To address the lapses associated with frequent failures in the microfinance segment and enhance the efficiency of the MFB ecosystem, the CBN adopted certain measures, including a microfinance policy to ensure the growth of the microfinance sector. Before the policy came on stream in 2005, 65 per cent of the economically active population had no access to formal financial services. It became imperative, given the apex bank’s drive to push financial inclusion up to 80 per cent, that additional steps have to be taken to expand the horizon for more entrants into the microfinance segment in aid of operators in the MSMEs sector of the business community.

The CBN measures aimed at facilitating the smooth implementation of the microfinance policy, among others, include the establishment of the Microfinance Advisory Board (MAB) to coordinate and harmonise stakeholder interventions in the sub-sector, the establishment of the National Microfinance Policy Consultative Committee (NMFPCC), to provide direction and guidance on the policy implementation, as well as an Inter-Agency Technical Committee on the Implementation of the Microfinance Policy to address technical and conceptual issues related to the policy implementation.

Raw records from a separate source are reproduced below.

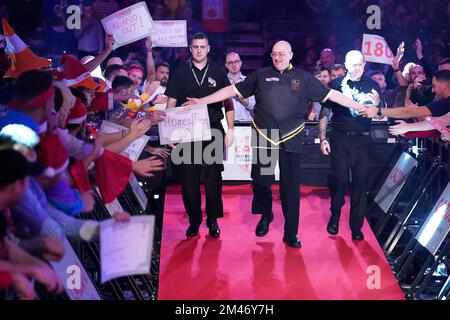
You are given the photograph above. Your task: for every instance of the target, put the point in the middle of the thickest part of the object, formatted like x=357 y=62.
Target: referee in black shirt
x=200 y=78
x=349 y=145
x=283 y=94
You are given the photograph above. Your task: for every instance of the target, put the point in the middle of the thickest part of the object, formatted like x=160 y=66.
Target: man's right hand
x=191 y=101
x=325 y=147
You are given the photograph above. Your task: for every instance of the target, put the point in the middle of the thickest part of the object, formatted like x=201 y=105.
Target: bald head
x=354 y=62
x=281 y=55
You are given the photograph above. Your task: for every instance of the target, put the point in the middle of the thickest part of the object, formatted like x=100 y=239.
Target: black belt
x=355 y=133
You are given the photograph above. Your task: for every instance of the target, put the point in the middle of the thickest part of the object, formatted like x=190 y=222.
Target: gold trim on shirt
x=237 y=91
x=327 y=96
x=285 y=138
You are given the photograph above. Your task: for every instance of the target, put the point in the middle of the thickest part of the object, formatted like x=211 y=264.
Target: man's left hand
x=229 y=137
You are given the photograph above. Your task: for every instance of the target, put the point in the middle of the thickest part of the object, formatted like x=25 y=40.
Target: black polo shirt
x=282 y=100
x=183 y=84
x=345 y=119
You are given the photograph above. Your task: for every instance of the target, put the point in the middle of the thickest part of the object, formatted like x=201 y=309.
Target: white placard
x=138 y=192
x=134 y=150
x=113 y=207
x=169 y=33
x=238 y=164
x=376 y=49
x=74 y=278
x=436 y=226
x=129 y=25
x=185 y=124
x=395 y=181
x=126 y=248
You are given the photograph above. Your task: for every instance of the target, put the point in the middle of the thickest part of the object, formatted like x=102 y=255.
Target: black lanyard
x=204 y=75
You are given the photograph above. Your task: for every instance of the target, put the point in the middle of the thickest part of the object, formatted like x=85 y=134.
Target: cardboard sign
x=436 y=226
x=376 y=49
x=169 y=33
x=395 y=181
x=129 y=25
x=134 y=150
x=126 y=248
x=185 y=124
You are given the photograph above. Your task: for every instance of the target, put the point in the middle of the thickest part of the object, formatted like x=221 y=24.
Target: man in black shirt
x=350 y=145
x=283 y=94
x=197 y=79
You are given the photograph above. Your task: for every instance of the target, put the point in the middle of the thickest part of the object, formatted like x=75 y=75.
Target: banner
x=395 y=181
x=169 y=33
x=134 y=150
x=76 y=281
x=185 y=124
x=215 y=15
x=129 y=25
x=376 y=49
x=436 y=226
x=126 y=248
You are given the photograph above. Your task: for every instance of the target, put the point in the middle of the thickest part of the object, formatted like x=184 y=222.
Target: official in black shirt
x=197 y=79
x=350 y=144
x=283 y=94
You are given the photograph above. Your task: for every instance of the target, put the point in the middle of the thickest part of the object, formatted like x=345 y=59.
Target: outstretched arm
x=221 y=95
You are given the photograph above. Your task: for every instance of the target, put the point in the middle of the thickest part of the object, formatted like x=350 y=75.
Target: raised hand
x=156 y=116
x=190 y=102
x=145 y=167
x=325 y=147
x=139 y=127
x=400 y=128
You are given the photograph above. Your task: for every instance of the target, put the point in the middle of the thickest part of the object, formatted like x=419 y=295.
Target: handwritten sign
x=126 y=248
x=169 y=33
x=77 y=283
x=395 y=181
x=437 y=225
x=185 y=124
x=129 y=25
x=134 y=150
x=376 y=49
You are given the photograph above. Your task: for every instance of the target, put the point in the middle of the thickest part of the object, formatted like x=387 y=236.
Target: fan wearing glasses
x=243 y=107
x=283 y=94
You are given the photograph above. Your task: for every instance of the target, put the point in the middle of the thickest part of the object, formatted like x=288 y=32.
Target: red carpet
x=239 y=265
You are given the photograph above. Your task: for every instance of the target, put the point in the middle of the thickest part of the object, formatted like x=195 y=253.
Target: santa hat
x=112 y=185
x=76 y=73
x=103 y=101
x=53 y=155
x=22 y=58
x=77 y=114
x=79 y=176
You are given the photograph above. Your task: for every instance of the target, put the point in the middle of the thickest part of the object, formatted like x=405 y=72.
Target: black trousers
x=350 y=152
x=190 y=174
x=263 y=178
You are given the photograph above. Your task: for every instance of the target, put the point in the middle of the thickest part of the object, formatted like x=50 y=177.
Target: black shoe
x=214 y=230
x=333 y=225
x=192 y=231
x=263 y=225
x=292 y=242
x=358 y=236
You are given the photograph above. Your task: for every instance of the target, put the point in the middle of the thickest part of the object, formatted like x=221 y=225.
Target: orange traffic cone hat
x=21 y=57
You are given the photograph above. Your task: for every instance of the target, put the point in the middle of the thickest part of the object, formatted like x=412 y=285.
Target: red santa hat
x=77 y=114
x=21 y=57
x=103 y=101
x=76 y=74
x=53 y=155
x=112 y=185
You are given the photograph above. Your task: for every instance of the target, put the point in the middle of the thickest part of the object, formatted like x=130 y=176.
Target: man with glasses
x=243 y=108
x=283 y=94
x=199 y=78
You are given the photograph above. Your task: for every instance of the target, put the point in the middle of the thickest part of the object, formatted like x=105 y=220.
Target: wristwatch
x=379 y=114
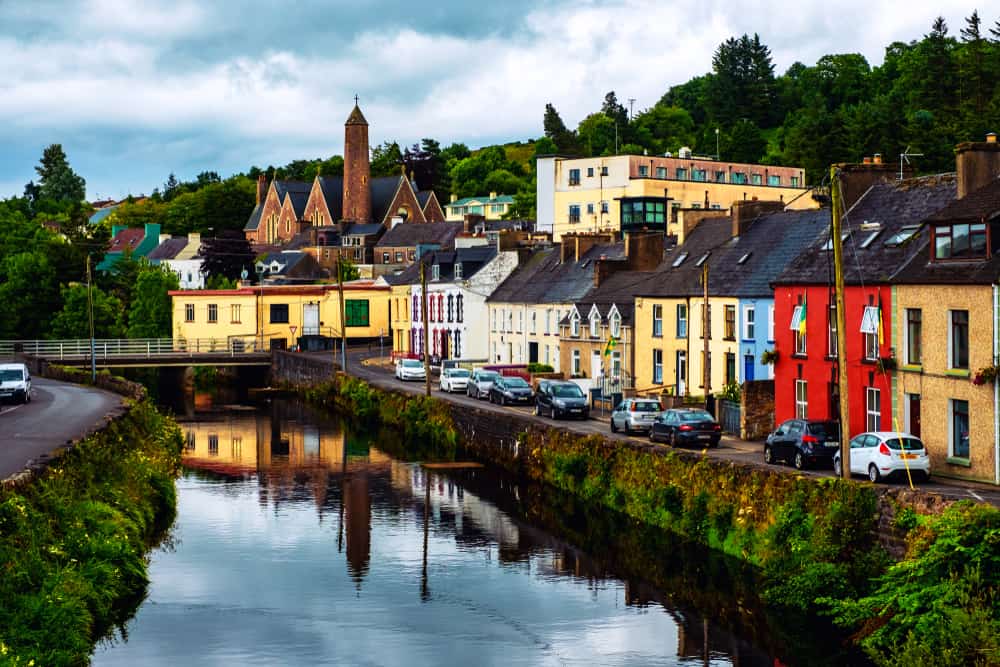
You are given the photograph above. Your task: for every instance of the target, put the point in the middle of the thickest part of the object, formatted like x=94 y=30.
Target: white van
x=15 y=383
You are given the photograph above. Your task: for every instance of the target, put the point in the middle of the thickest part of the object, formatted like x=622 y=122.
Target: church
x=286 y=208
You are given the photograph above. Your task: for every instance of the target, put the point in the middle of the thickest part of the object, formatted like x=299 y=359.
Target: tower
x=357 y=170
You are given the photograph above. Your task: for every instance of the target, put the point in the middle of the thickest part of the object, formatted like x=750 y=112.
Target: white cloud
x=108 y=68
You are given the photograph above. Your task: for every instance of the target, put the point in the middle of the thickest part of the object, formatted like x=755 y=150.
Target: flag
x=611 y=344
x=881 y=324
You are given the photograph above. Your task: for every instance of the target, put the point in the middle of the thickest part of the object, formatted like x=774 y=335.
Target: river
x=300 y=540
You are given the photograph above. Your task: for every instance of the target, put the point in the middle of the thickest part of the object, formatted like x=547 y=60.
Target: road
x=732 y=449
x=58 y=413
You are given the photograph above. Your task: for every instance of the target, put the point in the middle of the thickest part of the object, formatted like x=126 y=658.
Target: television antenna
x=905 y=156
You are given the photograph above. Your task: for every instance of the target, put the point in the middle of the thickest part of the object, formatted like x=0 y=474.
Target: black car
x=686 y=426
x=559 y=398
x=803 y=443
x=509 y=390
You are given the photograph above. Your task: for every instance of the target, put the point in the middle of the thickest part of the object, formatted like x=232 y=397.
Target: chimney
x=977 y=164
x=855 y=179
x=644 y=250
x=745 y=212
x=261 y=188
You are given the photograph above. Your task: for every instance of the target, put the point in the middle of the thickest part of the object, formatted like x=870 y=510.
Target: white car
x=455 y=379
x=410 y=369
x=15 y=383
x=881 y=454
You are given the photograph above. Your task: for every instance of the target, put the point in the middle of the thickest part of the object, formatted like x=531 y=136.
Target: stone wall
x=757 y=409
x=302 y=369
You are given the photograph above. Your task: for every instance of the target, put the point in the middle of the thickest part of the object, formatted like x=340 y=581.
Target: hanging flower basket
x=987 y=375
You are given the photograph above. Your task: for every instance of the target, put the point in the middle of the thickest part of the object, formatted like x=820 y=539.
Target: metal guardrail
x=109 y=348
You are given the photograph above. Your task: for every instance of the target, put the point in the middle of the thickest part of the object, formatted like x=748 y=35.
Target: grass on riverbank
x=73 y=542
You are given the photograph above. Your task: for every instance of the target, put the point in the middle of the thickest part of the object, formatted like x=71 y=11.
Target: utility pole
x=423 y=314
x=90 y=316
x=706 y=330
x=838 y=270
x=343 y=316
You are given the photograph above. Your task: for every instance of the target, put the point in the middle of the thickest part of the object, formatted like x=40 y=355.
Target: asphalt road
x=58 y=413
x=733 y=449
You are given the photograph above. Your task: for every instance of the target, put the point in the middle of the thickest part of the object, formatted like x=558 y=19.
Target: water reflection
x=300 y=541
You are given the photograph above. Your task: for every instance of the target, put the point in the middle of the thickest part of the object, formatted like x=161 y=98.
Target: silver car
x=635 y=414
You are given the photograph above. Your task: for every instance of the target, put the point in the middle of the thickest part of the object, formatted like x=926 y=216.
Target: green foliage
x=73 y=542
x=151 y=310
x=940 y=605
x=73 y=321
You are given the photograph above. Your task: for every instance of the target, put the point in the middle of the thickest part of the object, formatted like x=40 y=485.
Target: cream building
x=633 y=192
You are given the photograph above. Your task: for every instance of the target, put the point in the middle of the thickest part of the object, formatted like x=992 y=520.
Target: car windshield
x=825 y=430
x=695 y=416
x=909 y=444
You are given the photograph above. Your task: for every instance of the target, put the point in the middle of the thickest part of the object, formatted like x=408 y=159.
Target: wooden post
x=423 y=310
x=838 y=270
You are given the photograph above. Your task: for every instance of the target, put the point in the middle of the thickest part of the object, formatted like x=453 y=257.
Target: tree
x=227 y=254
x=151 y=310
x=73 y=321
x=386 y=159
x=56 y=179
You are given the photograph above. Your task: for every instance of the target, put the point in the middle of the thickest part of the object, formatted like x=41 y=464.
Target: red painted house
x=881 y=232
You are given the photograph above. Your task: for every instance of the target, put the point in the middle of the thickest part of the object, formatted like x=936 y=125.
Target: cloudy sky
x=136 y=90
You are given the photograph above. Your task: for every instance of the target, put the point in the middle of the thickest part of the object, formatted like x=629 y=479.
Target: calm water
x=300 y=542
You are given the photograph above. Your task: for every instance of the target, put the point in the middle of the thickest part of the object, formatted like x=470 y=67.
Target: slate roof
x=982 y=205
x=869 y=260
x=169 y=249
x=544 y=279
x=409 y=234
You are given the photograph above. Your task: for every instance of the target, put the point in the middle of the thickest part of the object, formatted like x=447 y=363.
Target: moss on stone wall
x=73 y=540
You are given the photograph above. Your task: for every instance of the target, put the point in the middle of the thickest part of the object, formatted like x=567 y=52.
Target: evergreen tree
x=56 y=179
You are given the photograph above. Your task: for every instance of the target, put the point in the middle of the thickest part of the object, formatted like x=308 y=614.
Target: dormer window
x=960 y=241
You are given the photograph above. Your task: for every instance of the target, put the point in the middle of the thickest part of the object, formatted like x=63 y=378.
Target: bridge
x=143 y=352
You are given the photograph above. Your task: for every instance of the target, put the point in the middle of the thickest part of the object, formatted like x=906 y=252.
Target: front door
x=310 y=319
x=913 y=414
x=681 y=373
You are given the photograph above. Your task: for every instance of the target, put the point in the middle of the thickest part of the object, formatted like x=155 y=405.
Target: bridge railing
x=108 y=348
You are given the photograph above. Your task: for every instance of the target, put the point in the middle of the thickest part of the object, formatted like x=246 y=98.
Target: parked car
x=410 y=369
x=881 y=454
x=454 y=379
x=15 y=383
x=803 y=443
x=480 y=383
x=559 y=398
x=686 y=426
x=635 y=414
x=511 y=390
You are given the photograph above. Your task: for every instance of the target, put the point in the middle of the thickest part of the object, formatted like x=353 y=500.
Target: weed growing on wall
x=73 y=542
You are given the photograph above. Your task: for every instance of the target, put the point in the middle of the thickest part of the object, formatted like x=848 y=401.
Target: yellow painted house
x=634 y=192
x=277 y=315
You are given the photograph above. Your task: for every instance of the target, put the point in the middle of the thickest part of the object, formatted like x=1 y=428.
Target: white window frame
x=749 y=322
x=801 y=399
x=873 y=409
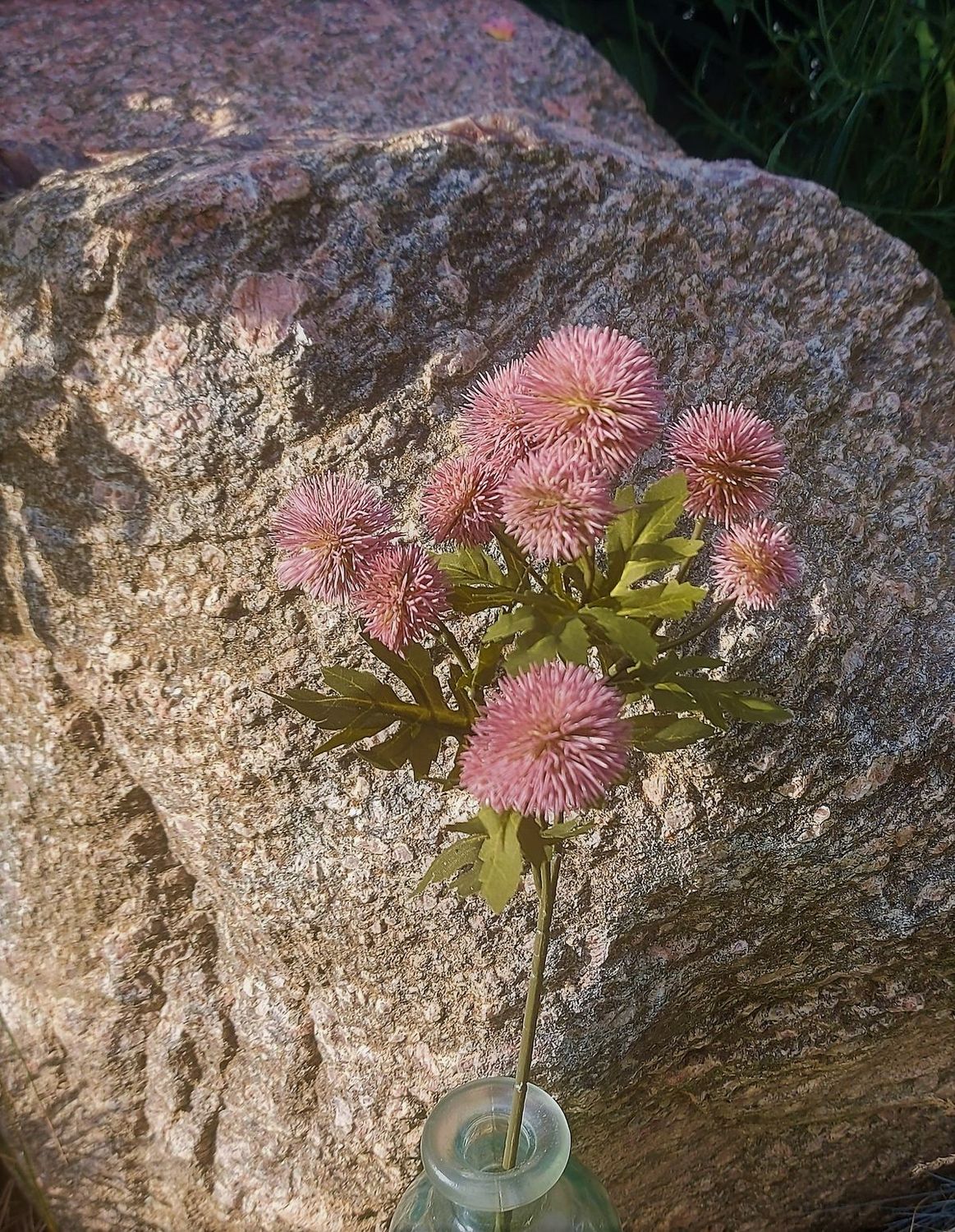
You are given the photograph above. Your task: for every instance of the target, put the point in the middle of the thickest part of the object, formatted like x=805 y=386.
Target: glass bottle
x=463 y=1189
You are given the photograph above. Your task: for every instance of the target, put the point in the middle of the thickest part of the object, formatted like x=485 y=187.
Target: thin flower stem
x=546 y=899
x=588 y=567
x=696 y=535
x=719 y=611
x=455 y=647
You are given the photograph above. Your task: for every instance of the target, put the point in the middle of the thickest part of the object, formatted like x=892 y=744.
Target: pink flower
x=492 y=425
x=595 y=392
x=402 y=596
x=555 y=505
x=328 y=529
x=753 y=564
x=461 y=502
x=732 y=461
x=548 y=742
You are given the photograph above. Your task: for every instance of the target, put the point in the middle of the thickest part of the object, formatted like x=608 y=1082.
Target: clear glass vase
x=463 y=1189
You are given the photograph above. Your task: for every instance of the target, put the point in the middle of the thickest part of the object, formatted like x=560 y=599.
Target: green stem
x=715 y=615
x=455 y=647
x=546 y=899
x=588 y=568
x=696 y=535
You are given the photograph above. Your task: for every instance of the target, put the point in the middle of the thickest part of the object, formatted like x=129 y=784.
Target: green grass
x=858 y=95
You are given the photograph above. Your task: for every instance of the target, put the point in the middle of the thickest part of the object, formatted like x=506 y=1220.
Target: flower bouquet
x=572 y=655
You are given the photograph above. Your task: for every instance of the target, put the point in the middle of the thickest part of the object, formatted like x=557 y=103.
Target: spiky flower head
x=328 y=529
x=753 y=564
x=461 y=502
x=492 y=425
x=732 y=461
x=549 y=742
x=556 y=505
x=595 y=392
x=402 y=596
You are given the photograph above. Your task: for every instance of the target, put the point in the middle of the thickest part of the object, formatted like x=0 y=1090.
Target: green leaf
x=565 y=830
x=360 y=729
x=448 y=862
x=428 y=689
x=425 y=751
x=502 y=860
x=567 y=641
x=471 y=598
x=392 y=754
x=509 y=623
x=472 y=825
x=468 y=564
x=531 y=844
x=755 y=710
x=668 y=600
x=659 y=508
x=625 y=632
x=330 y=711
x=487 y=664
x=662 y=737
x=652 y=557
x=360 y=687
x=413 y=669
x=468 y=882
x=572 y=641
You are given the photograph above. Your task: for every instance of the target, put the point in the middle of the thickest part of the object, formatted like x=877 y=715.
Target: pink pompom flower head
x=595 y=392
x=327 y=530
x=732 y=461
x=402 y=596
x=556 y=505
x=461 y=502
x=492 y=424
x=549 y=742
x=753 y=564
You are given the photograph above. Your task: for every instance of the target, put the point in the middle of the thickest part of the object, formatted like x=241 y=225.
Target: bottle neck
x=462 y=1147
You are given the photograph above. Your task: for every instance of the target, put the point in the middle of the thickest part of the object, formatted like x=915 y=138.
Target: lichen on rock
x=233 y=1013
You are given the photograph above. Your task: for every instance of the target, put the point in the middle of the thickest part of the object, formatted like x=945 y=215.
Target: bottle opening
x=463 y=1140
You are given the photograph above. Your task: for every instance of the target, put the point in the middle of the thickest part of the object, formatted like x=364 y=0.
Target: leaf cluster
x=604 y=610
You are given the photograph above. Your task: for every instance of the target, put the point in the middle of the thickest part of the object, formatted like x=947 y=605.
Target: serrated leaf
x=625 y=632
x=755 y=710
x=669 y=734
x=572 y=641
x=403 y=665
x=472 y=598
x=392 y=753
x=448 y=862
x=661 y=507
x=502 y=862
x=531 y=844
x=486 y=665
x=419 y=660
x=471 y=564
x=360 y=687
x=370 y=724
x=565 y=830
x=666 y=600
x=468 y=882
x=509 y=623
x=472 y=825
x=646 y=559
x=330 y=711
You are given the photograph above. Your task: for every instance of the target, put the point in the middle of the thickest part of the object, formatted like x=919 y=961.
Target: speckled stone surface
x=95 y=78
x=233 y=1014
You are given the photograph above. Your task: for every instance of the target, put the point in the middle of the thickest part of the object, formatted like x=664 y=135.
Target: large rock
x=233 y=1014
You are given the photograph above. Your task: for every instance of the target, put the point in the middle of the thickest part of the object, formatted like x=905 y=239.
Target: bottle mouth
x=463 y=1138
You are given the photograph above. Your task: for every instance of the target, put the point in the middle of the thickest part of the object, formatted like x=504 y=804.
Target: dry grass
x=17 y=1214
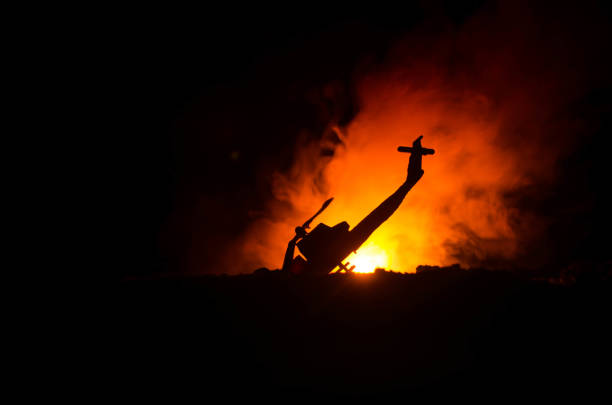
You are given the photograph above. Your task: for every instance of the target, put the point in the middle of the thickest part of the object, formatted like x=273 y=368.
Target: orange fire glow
x=486 y=127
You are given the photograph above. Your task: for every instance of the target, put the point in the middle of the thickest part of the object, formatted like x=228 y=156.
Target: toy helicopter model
x=325 y=247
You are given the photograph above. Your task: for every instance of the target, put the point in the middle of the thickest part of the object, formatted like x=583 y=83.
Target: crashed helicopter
x=325 y=248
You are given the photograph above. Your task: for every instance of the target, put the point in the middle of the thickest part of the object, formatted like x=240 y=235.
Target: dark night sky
x=185 y=90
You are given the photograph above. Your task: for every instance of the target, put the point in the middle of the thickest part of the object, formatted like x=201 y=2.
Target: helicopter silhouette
x=325 y=247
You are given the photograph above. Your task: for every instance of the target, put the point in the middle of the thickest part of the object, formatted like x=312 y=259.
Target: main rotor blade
x=325 y=204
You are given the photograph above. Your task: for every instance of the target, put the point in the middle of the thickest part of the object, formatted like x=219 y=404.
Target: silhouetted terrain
x=440 y=332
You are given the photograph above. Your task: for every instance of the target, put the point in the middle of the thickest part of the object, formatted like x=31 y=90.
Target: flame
x=368 y=258
x=490 y=122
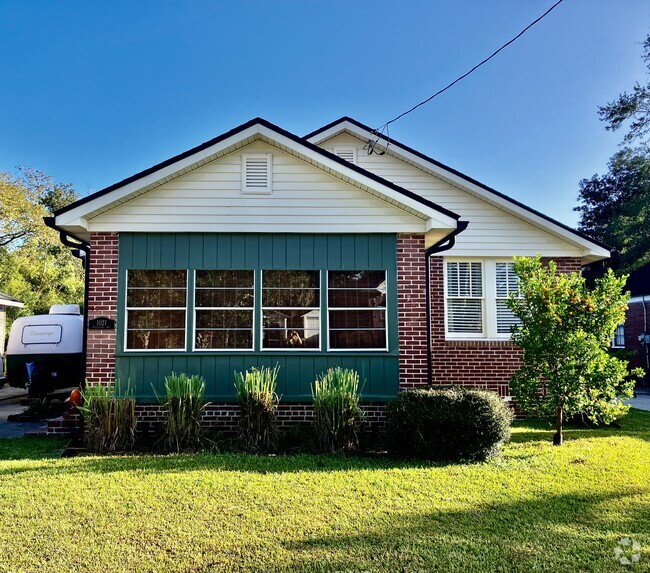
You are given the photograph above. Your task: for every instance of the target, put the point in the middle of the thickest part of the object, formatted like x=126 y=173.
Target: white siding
x=492 y=231
x=303 y=199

The CBN has also established three Entrepreneurship Development Centres in Lagos, Onitsha and Kano on pilot basis to build the capacity and enhance the quality of potential clients of MFBs. The CBN also embarked on sensitisation and awareness campaigns to various stakeholders so as to encourage investors to set up micro-finance institutions, banks, Credit Bureaux, Rating Agencies, encourage governments to participate in the sub-sector and contribute to its development in the interest of their subjects, as well as educate them on ways of promoting sustainable microfinance programmes.

Deposit Money Banks are also encouraged to participate in microfinancing by setting up subsidiaries, departments or engaging in wholesale funding activities in favour of microfinance institutions; clients were enlightened on the opportunities in the microfinance sub-sector and enable them to access financial services; while Development Partners are encouraged to increase their activities in the sub-sector and ensure that they are aligned with the National Financial Sector Policy.

The CBN has equally initiated a review of the microfinance policy to address such areas as capital base, organic growth path, single obligor limit and restriction of operations of MFBs. To succeed and sustain microfinancing, either through MFIs or MFBs, there’s need to have good management and staff with proven skills.

Of equal importance, is the need  for adequate understanding and appreciation by consumers of the financial implication for the microfinance programme, so as to eliminate, or mitigate the likelihood of systemic abuse, misapplication of funds and undermining the ethos upon which the concept of microfinancing rests.  There’s no question that the concept of providing microloans at acceptable terms (low interest rate, collateral waiver) among others to alleviate the economically active poor has been widely proven and accepted across the length and breadth of the nation and elsewhere.

These microfinance schemes open a vista of finance for the poor and the unbanked who were denied, or alienated from having access to finance from the conventional banks as a result of absence of collateral.

Employment and Training

With over 916 licensed and registered microfinance banks, the direct and indirect jobs the MFBs have created is obvious. There are yet other jobs that have come on stream from other small businesses they have helped to create through their direct funding. MFBs in their operations, have equally boosted the managerial capacity of the youth and developed their potential to become future large corporate organisations. MFBs also offer financial services to the low-income earners who often do not have access to financial services offered by conventional banks due to high transaction and operational cost, and the high risk involved in extending credit to them.